Дружба, которая установилась у меня с Игорем с первого месяца занятий в Университете, сохранилась на долгие последующие годы. В Игоре подкупали его жизнерадостность, кипучая энергия, стремление к знанию. Нас объединила с 1-го курса любовь к физике. Уже в январе 1921 г. мы были свои люди в скромной физической лаборатории. Выяснилось, что я знаю достаточно прилично токарное и слесарное дело и разбираюсь в электротехнике, и в конце января я был назначен механиком, а затем препаратором физической лаборатории. Игорь получил должность препаратора летом 1921 г., это давало нам добавочно 150 г хлеба, к скудному студенческому пайку в 200 г, и явилось подспорьем, которое помогло нам преодолеть эти материально тяжелые годы.
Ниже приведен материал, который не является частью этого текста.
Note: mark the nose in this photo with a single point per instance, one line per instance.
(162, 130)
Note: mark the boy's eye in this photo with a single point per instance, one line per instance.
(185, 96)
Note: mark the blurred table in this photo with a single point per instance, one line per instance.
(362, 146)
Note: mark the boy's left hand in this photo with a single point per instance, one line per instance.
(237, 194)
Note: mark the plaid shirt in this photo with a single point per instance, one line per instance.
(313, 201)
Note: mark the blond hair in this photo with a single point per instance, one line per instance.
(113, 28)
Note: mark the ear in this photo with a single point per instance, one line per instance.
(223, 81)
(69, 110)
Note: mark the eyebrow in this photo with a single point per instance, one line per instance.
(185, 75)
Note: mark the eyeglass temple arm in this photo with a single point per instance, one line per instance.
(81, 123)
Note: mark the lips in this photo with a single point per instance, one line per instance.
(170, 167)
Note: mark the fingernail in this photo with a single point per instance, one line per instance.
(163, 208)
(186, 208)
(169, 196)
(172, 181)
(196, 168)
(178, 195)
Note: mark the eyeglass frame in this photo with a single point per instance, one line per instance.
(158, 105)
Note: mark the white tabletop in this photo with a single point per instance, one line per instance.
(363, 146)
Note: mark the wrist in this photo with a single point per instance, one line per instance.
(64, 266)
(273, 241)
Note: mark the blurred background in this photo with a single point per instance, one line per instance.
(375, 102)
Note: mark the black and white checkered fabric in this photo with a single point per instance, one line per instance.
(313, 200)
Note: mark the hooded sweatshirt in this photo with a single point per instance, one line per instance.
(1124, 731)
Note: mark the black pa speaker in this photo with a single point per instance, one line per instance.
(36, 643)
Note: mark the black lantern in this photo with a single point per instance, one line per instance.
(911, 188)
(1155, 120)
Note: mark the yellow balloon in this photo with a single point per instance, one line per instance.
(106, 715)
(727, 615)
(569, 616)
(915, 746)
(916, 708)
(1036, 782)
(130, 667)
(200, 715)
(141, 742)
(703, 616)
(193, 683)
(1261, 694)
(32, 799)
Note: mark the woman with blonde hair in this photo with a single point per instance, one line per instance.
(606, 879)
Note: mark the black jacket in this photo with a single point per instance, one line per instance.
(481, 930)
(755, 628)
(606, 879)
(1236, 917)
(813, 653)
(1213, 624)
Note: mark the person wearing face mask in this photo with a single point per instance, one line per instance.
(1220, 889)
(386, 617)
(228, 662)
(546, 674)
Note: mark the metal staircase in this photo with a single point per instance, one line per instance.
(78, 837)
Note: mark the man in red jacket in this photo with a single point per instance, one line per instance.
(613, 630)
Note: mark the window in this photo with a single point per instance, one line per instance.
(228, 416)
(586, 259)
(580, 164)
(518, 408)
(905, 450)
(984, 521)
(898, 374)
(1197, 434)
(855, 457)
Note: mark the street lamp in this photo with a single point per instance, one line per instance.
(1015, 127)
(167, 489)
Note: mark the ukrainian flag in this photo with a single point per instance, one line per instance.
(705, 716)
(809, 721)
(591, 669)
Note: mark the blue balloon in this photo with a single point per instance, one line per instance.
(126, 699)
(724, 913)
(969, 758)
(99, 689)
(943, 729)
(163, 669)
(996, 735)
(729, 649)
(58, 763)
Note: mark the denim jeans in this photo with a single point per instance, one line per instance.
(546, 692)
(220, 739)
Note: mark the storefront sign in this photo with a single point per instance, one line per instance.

Лекции у нас кончались к двум часам и, наскоро пообедав в бесплатной студенческой столовой (неизменный суп из перловки — „шрапнели“ с 2–3 малюсенькими рыбками, „хамсой“), направлялись [в лабораторию], и там начиналась наша практическая учеба — подготовка лекционных демонстраций, изготовление приборов для студенческого практикума и т. д. Засиживались часов до 11–12 ночи, а затем в нетопленых холодных комнатах, где жили, при свете коптилок, надо было расшифровывать конспекты лекций.